Pro E-Scooter:Kleine Revolution

Was neu ist, weckt erst einmal Misstrauen und das übliche Anfangsfremdeln. Dabei könnte der Elektroroller ein Auftakt zu einer dringend nötigen Verkehrswende sein. Was es nun in den Städten braucht, ist Geduld - und auch etwas Gelassenheit.

Von Laura Hertreiter

Romane machen hysterisch, Eisenbahnen krank, Fernsehen süchtig: Die Geschichte zeigt, dass der Mensch vor seinen eigenen Erfindungen oft erst einmal erschrickt. Selbst, wenn sie ganz respektabel sind. Eine solche Erfindung ist der E-Scooter. Nicht nur, weil er Menschen platz-, zeit- und energiesparend von einem Ort zum anderen bringt, nicht nur, weil lautloses Durch-die-Stadt-Gleiten ein Vergnügen ist, sondern vor allem: Weil der Elektroroller ein Auftakt zu einer dringend nötigen Verkehrswende sein kann. Und weil in Umweltfragen jeder Tag zählt, ist es wichtig, das übliche Anfangsgefremdel jetzt mal beiseitezuschieben.

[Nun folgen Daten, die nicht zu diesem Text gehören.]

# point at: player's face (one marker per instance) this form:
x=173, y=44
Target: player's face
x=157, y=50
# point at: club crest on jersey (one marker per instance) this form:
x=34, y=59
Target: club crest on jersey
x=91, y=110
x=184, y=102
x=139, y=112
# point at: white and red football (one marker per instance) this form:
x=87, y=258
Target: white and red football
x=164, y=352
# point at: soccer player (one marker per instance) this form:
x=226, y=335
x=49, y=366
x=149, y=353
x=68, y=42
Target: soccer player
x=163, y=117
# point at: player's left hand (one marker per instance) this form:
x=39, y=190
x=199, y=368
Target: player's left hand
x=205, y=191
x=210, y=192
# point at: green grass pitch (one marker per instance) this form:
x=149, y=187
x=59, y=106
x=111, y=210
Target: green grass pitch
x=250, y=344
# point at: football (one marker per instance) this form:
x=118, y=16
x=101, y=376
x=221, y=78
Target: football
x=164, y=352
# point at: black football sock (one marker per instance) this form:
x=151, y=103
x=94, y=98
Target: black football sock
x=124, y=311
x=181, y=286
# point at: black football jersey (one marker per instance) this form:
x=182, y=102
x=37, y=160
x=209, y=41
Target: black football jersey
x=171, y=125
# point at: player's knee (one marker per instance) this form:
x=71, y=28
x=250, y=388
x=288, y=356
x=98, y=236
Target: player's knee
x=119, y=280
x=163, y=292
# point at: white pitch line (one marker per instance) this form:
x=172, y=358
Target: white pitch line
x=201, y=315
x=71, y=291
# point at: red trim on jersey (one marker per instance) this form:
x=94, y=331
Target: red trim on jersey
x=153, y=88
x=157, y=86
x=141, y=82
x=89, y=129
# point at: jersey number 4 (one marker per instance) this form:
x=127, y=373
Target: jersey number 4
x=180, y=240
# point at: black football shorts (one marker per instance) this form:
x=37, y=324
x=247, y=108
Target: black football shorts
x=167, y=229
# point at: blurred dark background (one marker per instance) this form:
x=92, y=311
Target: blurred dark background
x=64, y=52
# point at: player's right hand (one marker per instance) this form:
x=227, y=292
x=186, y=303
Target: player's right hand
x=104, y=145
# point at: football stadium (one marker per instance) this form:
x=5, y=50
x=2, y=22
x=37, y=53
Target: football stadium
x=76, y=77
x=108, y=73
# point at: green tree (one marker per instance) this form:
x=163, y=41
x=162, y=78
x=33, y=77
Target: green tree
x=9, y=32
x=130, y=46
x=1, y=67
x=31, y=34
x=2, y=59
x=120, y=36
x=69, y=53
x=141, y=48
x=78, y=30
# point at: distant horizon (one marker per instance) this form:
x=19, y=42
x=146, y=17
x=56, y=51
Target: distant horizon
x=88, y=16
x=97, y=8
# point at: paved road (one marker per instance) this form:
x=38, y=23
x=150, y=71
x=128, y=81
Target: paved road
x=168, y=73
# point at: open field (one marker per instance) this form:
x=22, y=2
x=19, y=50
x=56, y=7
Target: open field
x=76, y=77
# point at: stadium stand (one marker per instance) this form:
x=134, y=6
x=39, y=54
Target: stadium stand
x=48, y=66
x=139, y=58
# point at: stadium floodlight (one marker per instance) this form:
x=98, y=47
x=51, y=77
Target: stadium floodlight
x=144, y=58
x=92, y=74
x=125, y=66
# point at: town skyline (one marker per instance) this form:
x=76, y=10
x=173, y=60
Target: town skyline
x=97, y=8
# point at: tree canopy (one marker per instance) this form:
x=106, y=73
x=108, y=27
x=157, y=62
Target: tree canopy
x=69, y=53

In Zeiten, in denen endlich über Kohlendioxid- und Lärmbelastungen diskutiert, um Dieselfahrverbote gerungen wird, ist der E-Scooter eine Möglichkeit, Innenstädte zu entlasten, eine Möglichkeit, Autofahrer von Zapfsäulen zu entwöhnen. Und ein Vorgeschmack auf ein anderes Mobilitätskonzept, da Autos in Innenstädten ökologisch und platzmäßig nun mal keinen Sinn machen. Dafür sind allerdings zwei Dinge nötig: Zeit und Gelassenheit. Zeit, damit sich alle an die vor nur zwei Monaten auf deutschen Straßen zugelassenen Scooter gewöhnen können. Und Gelassenheit, um weiterdenken zu können, wenn sich Probleme auftun.

Aber was neu ist, weckt Misstrauen. Verfolgt man Berichte über E-Scooter, könnte man meinen, es kracht überall, und wenn es irgendwo nicht kracht, dann, weil dort die beiseitegeworfenen Teufelsgefährte den Verkehr lahmgelegt haben. Verfolgt man den Großstadtverkehr an einem Sommerabend, zum Beispiel in München, kracht es jedoch keinesfalls überall. Natürlich: Alle paar Schritte steht jetzt ein E-Scooter, genauso wie alle paar Schritte ein Fahrrad steht. Oder ein Mensch. Und hin und wieder gleitet ein Mensch auf einem E-Scooter vorbei. Eine Frau mit Yogamatte, ein Anzugträger, ein Tätowierter in Badehose. Lautlos, was den E-Scootern oft als heimtückisch angekreidet wird, bei Rädern selbstverständlich ist, und für die Ohren sogar recht angenehm. Klar, jede neue Technologie muss mit Sorgfalt eingeführt werden, im Zweifel muss man nachjustieren. So auch diesmal: Die Städte müssen sich Gedanken machen über Abstellorte und erlaubte Geschwindigkeiten, gerade an potenziellen Unfallstellen. Die Menschen müssen das Fahren einüben, die anderen Verkehrsteilnehmer müssen sich an die Scooter gewöhnen. (Was man ihnen zutrauen darf, das hat bei Fahrradanhängern, E-Bikes oder Liegerädern auch geklappt.)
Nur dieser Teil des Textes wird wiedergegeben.